R-squared (R2) Score: 0.8705 Mean Squared Error (MSE): 17.54 Root Mean Squared Error (RMSE): 4.19
3. Visualization: Actual vs. Predicted Exam Score¶
To visualize the model's fit, we create a scatter plot comparing the Actual Exam Score (y_test) against the Predicted Exam Score (y_pred). A perfect model would have all points lying on the diagonal line $y=x$ (the red line below). The closer the points are to this line, the better the model's fit.
plt.figure(figsize=(10, 8))
# Scatter plot of Actual vs. Predicted values
plt.scatter(y_test, y_pred, alpha=0.5, color='skyblue', label='Predicted Scores')

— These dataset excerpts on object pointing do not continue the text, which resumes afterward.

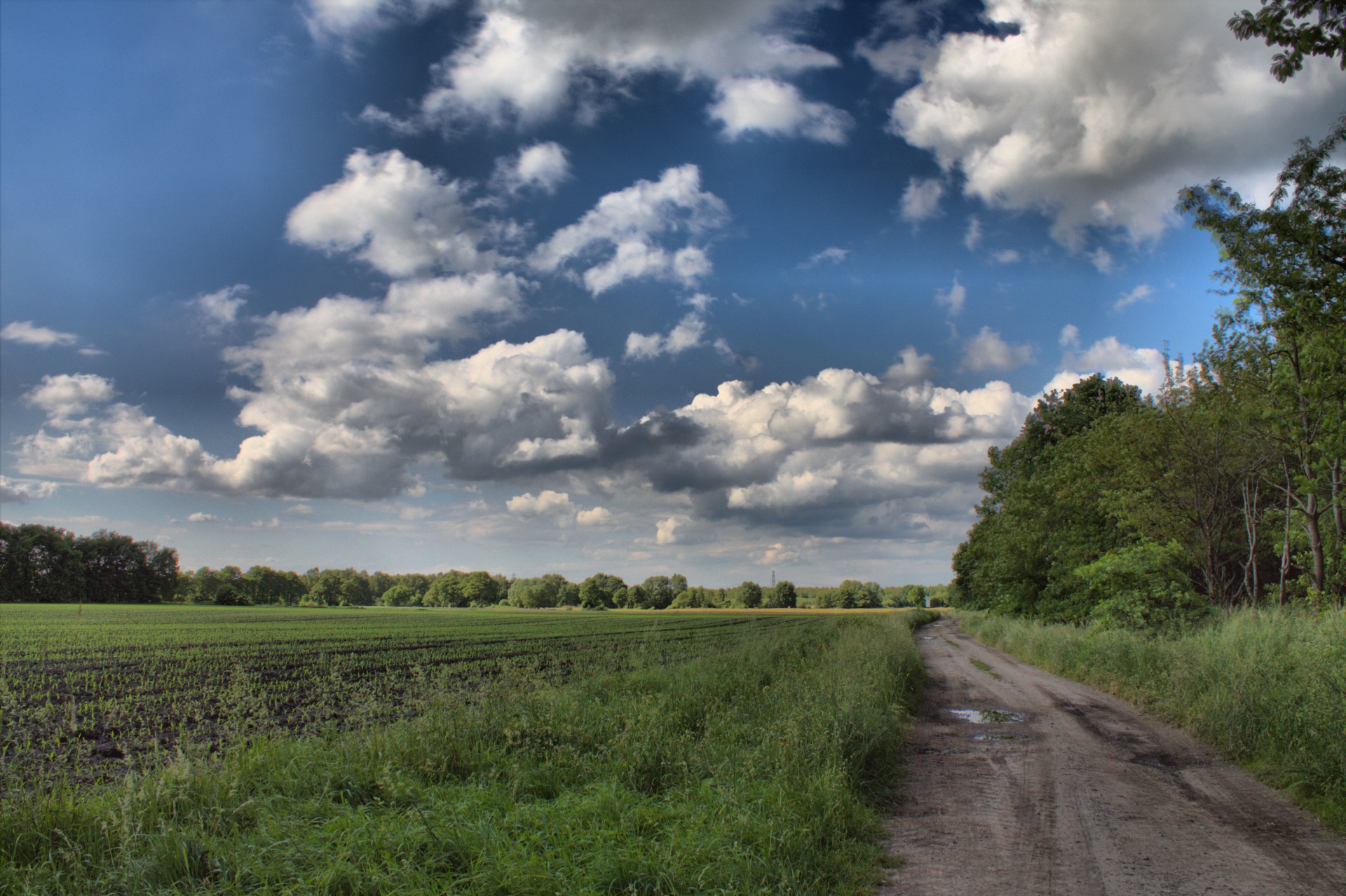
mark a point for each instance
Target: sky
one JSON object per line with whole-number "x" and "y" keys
{"x": 731, "y": 288}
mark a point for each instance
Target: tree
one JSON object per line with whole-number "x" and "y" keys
{"x": 602, "y": 591}
{"x": 1043, "y": 514}
{"x": 781, "y": 597}
{"x": 747, "y": 595}
{"x": 39, "y": 564}
{"x": 1279, "y": 23}
{"x": 1282, "y": 348}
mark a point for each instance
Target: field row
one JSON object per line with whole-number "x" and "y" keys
{"x": 89, "y": 692}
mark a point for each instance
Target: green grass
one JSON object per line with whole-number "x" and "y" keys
{"x": 89, "y": 692}
{"x": 1267, "y": 688}
{"x": 757, "y": 768}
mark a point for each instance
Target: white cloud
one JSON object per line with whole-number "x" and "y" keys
{"x": 594, "y": 517}
{"x": 952, "y": 298}
{"x": 221, "y": 308}
{"x": 65, "y": 396}
{"x": 623, "y": 228}
{"x": 988, "y": 351}
{"x": 20, "y": 491}
{"x": 686, "y": 335}
{"x": 1141, "y": 294}
{"x": 353, "y": 18}
{"x": 921, "y": 199}
{"x": 529, "y": 60}
{"x": 541, "y": 165}
{"x": 545, "y": 502}
{"x": 345, "y": 401}
{"x": 26, "y": 332}
{"x": 395, "y": 215}
{"x": 972, "y": 238}
{"x": 832, "y": 254}
{"x": 777, "y": 109}
{"x": 1099, "y": 111}
{"x": 1101, "y": 260}
{"x": 910, "y": 367}
{"x": 665, "y": 531}
{"x": 1143, "y": 367}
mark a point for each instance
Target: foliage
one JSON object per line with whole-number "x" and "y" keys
{"x": 1278, "y": 23}
{"x": 1043, "y": 514}
{"x": 53, "y": 565}
{"x": 752, "y": 770}
{"x": 1263, "y": 686}
{"x": 1143, "y": 587}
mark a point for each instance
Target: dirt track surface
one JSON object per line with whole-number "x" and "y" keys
{"x": 1084, "y": 796}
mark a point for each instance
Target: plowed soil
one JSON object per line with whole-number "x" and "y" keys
{"x": 1066, "y": 790}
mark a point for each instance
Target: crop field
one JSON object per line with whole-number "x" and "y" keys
{"x": 90, "y": 692}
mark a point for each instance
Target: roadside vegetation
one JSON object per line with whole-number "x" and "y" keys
{"x": 758, "y": 768}
{"x": 1265, "y": 686}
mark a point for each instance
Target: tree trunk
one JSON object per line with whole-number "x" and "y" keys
{"x": 1251, "y": 529}
{"x": 1284, "y": 550}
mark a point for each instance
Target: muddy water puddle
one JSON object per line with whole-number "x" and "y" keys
{"x": 987, "y": 716}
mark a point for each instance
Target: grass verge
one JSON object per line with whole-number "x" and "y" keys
{"x": 1267, "y": 688}
{"x": 758, "y": 770}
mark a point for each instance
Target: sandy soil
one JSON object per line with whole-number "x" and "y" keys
{"x": 1082, "y": 796}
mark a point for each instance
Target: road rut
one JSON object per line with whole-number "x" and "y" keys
{"x": 1076, "y": 793}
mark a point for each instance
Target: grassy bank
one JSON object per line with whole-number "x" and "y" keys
{"x": 756, "y": 770}
{"x": 1267, "y": 688}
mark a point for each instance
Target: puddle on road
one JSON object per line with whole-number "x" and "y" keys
{"x": 987, "y": 716}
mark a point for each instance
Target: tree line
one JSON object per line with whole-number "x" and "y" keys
{"x": 43, "y": 564}
{"x": 1227, "y": 487}
{"x": 54, "y": 565}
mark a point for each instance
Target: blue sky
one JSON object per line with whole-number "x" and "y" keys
{"x": 716, "y": 288}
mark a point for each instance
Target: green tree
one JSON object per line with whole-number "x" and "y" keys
{"x": 781, "y": 597}
{"x": 1303, "y": 27}
{"x": 747, "y": 595}
{"x": 602, "y": 591}
{"x": 1282, "y": 348}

# Plot the perfect prediction line (y=x)
max_score = max(y_test.max(), y_pred.max())
min_score = min(y_test.min(), y_pred.min())
plt.plot([min_score, max_score], [min_score, max_score], color='red', linestyle='--', linewidth=2, label='Perfect Fit Line')
plt.title('Model Fit: Actual vs. Predicted Exam Score')
plt.xlabel('Actual Exam Score')
plt.ylabel('Predicted Exam Score')
plt.legend()
plt.grid(True)
plt.show()
# Conclusion:
# The tight clustering of points around the red line confirms the model's strong predictive power, largely driven by the inclusion of 'previous_gpa'.